It would, for one, make real-time garbage collection a lot simpler...
"It's a good question whether you ever need cycles outside of these two scenarios."
I suppose there might be some algorithms that work better with mutable conses, but honestly, I think conses work best when they're functional, since they have a recursive definition. Making them mutable muddles a lot of different things with no real gain because you rarely mutate conses in Arc.
1. Using a hash table for cycle detection can get prohibitive for large cycles. Fortunately there's Floyd's algorithm which detects cycles without the space overhead: https://en.wikipedia.org/wiki/Cycle_detection#Tortoise_and_h.... Here's how you might print an infinite list, one item to a line:
-- z.wart
def (print x hare)
if ~list?.x
prn x
(addr.x = addr.hare) # like arc's is
prn '...
(do (prn car.x)
(print cdr.x (cdr+cdr (or hare x)))) # + is compose
# create a cycle
(<- x '(1 2)
lastcdr.x x)
prn (firstn 5 x)
print x
To run it:
$ git clone http://github.com/akkartik/wart
$ cd wart
$ git checkout f171a9d878 # Unnecessary except for visitors in the far future
$ ./wart
ready! type in an expression, then hit enter twice. ctrl-d exits.
load "z.wart"
(1 2 1 2 1)
1
2
...
2. You mentioned a couple of possible notations for cycles in lists. Here's my suggestion:
(1 2 ...) # means (1 2 1 2 ..)
This works especially well because wart uses ... for dotted lists:
(1 ... 2) # read as '1 consed with 2'
(1 2 ...) # read as '1 2 consed with itself'
Finally, you could represent more complex cycles as well:
Both of the things you're talking about look specialized for cycles in flat lists. I think dido's examples could have just as easily used 'scar instead of 'scdr.
arc> (= x '(1 2))
arc> (scar x x)
((...) . 2)
#0=(#0# . 2)
I do like the (1 2 ... (3 4 ...)) notation for cyclic lists though. :)

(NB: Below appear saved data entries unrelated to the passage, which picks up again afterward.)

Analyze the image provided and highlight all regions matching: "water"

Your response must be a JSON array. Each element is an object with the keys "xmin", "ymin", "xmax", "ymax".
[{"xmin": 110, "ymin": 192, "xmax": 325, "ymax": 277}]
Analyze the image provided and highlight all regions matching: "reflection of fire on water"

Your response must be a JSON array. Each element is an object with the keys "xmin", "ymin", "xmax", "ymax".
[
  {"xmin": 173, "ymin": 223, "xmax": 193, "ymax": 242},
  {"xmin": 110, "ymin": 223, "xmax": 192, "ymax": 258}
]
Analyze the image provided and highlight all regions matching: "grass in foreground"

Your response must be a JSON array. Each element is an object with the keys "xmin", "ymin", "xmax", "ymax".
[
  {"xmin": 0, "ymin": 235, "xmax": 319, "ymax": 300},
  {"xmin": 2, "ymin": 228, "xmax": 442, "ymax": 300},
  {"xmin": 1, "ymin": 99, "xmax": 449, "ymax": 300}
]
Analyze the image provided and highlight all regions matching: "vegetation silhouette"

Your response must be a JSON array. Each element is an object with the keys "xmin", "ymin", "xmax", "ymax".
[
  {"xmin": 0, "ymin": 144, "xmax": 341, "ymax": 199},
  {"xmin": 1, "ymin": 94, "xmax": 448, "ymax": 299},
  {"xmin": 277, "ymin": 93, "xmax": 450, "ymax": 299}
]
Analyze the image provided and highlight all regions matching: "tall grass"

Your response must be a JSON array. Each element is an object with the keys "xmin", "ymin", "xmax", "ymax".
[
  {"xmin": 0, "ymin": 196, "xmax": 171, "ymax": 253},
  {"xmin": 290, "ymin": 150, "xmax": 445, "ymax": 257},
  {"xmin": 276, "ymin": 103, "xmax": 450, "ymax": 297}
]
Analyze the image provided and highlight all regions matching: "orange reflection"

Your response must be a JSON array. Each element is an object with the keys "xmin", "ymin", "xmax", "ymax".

The Kernel R-1RK has a good approach to treating flat cyclic lists as though they're a usual case. IMO, it means everything that deals with lists is more complicated to explain and arguably doesn't even deal with "lists."
Well, now that I consider it the real reason why I missed these cycle detection algorithms is that I've never thought of conses as being just lists. Sure, they're general enough to represent lists, and binary trees, but with the presence of scar and scdr, they are also capable of representing directed graphs with vertices of at most degree 2. In general, any Arc variable can be considered as a reference to a general directed graph (hash tables in particular can be considered vertices of arbitrary degree). Thus, pretty-printing an Arc variable boils down to traversing the graph it represents, and the traversal order that seems like it makes best sense here is depth-first search.
To do the #0=(#0# . 2) notation though seems like the traversal needs to be done twice, first to get the numeric assignments, and next to actually print them. Not sure if it can be done in one pass without making a tree of prettyprint fragments. A marshalling algorithm will need to do it that way though, I should think.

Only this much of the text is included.